“If I ask my parents, they would say I was always an entrepreneur,” jokes Bart. He started off in Sand Hollow and had a lawn mowing business as a kid, upgrading to a candy company in junior high. Eventually he graduated high school and moved to Moscow where he became student body president for the University of Idaho in 2000.
He moved to Boise where he worked his first “real job,” eventually settling with a start-up real estate company. Dissatisfied with his career, he left his job and went into business with a former coworker. “I actually got married and started my first business in the same month, talk about a lot of transition,” he laughs.
From Concept to Reality
“It’s a growth out of something we were doing,” says Bart, when asked what Leap Charities is. “We were working in real estate and just decided that, after the recession we needed to find a new way of measuring our success.” People searching for housing were scrutinized on the details of their lives, leaving them feeling exposed more often than not. He developed such a distaste for it that he wondered if there was a more important question than, “Are we making a profit?”
They saw gaps in housing attainability, so Leap Charities focuses on creative housing solutions. It’s funded primarily by Bart’s real estate company; every employee working for the company puts 10% of their income towards Leap charities. “We’re putting our money where our mouth is,” Bart says.

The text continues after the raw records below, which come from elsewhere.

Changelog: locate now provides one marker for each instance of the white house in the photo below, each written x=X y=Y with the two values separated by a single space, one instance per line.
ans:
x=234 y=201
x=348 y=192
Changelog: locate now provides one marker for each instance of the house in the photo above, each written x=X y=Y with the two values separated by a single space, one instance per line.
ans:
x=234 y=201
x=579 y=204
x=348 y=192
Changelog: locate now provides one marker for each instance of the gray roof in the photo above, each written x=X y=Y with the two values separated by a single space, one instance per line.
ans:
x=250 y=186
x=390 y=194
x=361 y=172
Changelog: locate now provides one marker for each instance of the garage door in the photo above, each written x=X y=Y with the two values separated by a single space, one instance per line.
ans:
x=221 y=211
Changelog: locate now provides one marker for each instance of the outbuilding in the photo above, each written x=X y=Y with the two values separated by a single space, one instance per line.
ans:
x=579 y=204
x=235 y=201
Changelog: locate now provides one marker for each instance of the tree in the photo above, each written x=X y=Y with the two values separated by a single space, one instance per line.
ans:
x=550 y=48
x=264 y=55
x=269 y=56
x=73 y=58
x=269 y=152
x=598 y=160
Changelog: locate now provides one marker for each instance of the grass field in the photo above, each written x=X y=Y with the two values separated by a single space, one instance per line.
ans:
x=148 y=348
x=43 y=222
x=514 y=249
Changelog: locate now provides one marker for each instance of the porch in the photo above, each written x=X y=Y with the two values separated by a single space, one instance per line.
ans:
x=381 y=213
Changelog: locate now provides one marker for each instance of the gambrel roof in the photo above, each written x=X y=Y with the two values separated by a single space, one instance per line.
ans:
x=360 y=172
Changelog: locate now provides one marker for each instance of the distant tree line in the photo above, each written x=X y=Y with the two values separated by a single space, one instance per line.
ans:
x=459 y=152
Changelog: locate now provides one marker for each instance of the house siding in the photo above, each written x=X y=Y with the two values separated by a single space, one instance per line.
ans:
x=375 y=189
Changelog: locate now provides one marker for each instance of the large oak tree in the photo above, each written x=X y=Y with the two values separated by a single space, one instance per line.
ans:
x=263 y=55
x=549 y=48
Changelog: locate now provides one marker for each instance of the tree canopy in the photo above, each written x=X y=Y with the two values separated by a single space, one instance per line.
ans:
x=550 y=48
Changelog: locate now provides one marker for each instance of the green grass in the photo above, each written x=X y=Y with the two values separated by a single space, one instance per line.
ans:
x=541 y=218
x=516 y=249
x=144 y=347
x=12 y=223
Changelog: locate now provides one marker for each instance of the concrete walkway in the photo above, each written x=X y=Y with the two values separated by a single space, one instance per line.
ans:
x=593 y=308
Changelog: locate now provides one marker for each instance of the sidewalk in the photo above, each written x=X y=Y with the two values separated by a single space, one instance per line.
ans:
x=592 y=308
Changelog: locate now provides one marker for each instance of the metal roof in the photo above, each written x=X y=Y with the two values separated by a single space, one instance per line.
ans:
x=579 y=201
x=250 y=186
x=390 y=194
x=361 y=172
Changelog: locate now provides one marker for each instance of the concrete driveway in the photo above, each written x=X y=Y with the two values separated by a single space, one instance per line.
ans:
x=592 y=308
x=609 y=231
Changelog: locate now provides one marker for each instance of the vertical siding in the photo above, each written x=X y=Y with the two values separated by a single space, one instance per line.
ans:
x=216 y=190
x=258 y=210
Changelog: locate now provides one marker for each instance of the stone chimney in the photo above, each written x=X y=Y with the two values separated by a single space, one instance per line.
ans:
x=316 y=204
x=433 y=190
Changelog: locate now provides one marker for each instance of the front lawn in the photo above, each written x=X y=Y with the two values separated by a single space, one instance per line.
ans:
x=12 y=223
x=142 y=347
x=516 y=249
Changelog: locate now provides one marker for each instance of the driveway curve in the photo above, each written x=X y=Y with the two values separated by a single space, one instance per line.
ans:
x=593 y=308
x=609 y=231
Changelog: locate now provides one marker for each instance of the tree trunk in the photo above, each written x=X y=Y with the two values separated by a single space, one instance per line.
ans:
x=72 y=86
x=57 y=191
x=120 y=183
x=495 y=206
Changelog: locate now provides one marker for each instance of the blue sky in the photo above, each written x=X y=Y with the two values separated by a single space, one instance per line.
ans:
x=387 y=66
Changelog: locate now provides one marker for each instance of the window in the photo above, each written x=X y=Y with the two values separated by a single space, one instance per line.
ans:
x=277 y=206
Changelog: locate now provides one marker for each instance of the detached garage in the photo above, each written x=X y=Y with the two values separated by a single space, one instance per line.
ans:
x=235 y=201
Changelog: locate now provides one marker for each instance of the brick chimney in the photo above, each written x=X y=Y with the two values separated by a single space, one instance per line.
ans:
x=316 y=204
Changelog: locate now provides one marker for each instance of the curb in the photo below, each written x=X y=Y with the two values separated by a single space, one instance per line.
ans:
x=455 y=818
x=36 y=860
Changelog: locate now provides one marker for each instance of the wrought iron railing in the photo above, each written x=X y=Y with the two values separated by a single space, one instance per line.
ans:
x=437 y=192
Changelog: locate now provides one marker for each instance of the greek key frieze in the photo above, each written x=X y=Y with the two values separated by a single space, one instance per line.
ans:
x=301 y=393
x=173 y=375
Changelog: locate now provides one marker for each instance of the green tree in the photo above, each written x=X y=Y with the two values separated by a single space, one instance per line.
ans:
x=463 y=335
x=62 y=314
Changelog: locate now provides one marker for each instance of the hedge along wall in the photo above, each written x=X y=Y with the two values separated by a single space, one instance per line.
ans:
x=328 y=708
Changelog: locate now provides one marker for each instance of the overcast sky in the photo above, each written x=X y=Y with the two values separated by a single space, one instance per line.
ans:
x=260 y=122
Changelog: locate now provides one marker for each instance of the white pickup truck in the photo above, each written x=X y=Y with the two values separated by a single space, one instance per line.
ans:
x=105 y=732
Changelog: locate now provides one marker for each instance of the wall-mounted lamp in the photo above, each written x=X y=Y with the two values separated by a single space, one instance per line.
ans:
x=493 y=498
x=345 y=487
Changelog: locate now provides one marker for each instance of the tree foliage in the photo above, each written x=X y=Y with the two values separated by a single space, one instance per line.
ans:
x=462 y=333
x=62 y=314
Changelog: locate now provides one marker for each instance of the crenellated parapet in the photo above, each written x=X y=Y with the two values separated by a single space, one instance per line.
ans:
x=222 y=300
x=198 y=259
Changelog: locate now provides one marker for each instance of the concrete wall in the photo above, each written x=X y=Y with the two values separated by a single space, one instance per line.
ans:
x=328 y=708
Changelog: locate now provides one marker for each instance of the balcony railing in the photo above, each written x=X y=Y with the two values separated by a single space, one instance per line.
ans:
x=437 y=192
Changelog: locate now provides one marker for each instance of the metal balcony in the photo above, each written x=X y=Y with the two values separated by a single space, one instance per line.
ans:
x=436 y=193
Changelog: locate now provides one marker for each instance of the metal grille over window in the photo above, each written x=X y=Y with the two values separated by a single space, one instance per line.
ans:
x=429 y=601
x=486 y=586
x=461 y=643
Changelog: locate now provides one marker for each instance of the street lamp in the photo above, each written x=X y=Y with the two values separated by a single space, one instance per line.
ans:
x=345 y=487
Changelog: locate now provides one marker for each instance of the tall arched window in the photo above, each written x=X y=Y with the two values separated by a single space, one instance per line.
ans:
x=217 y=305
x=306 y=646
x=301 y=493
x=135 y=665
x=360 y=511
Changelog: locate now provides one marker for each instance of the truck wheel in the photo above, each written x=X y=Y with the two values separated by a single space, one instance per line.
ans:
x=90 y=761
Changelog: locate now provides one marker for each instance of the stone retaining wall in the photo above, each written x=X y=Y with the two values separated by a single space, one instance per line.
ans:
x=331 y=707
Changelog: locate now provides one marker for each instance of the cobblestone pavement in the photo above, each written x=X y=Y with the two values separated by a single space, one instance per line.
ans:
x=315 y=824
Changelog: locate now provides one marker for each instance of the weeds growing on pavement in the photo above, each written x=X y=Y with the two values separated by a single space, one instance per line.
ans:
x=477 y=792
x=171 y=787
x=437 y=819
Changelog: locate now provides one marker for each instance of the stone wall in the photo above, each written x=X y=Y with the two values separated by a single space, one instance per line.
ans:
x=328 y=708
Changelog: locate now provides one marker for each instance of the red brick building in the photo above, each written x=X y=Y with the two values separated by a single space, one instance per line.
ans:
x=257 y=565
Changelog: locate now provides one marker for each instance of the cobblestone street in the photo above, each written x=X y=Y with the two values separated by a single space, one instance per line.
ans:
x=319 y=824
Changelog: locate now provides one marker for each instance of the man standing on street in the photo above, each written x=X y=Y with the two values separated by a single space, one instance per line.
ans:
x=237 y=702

As a result, they not only have resources but they also have creative people experimenting with new ideas.
They needed a starting place to ask about affordable housing, and they had contacts at the refugee agencies. “Let’s ask them and see what kind of challenges they are having,” Bart says. As it turns out, families coming in were spending 6 weeks in a hotel at the edge of town and only had a small monthly income. “What was happening was that initial funding was being just wasted away on a hotel room,” he explains. Funding that could be used as a downpayment for a house, buying a car, or purchasing a computer for school.
The next step was asking landlords if they could rent furnished properties. “At first they thought we were crazy,” Bart jokes. It’s been a year now since the first “Welcome House” opened and they are currently running two units with plans in place to purchase three more. “We looked at the numbers and we decided that if we can open up all five of these units, we believe no family will ever have to come through resettlement and stay at a hotel again.”
The units are fully furnished and cost half of an equivalent hotel stay. They are also hosted, meaning there is a person who usually lives a hundred feet away. This provides an opportunity for the family to be connected and embraced in this new home.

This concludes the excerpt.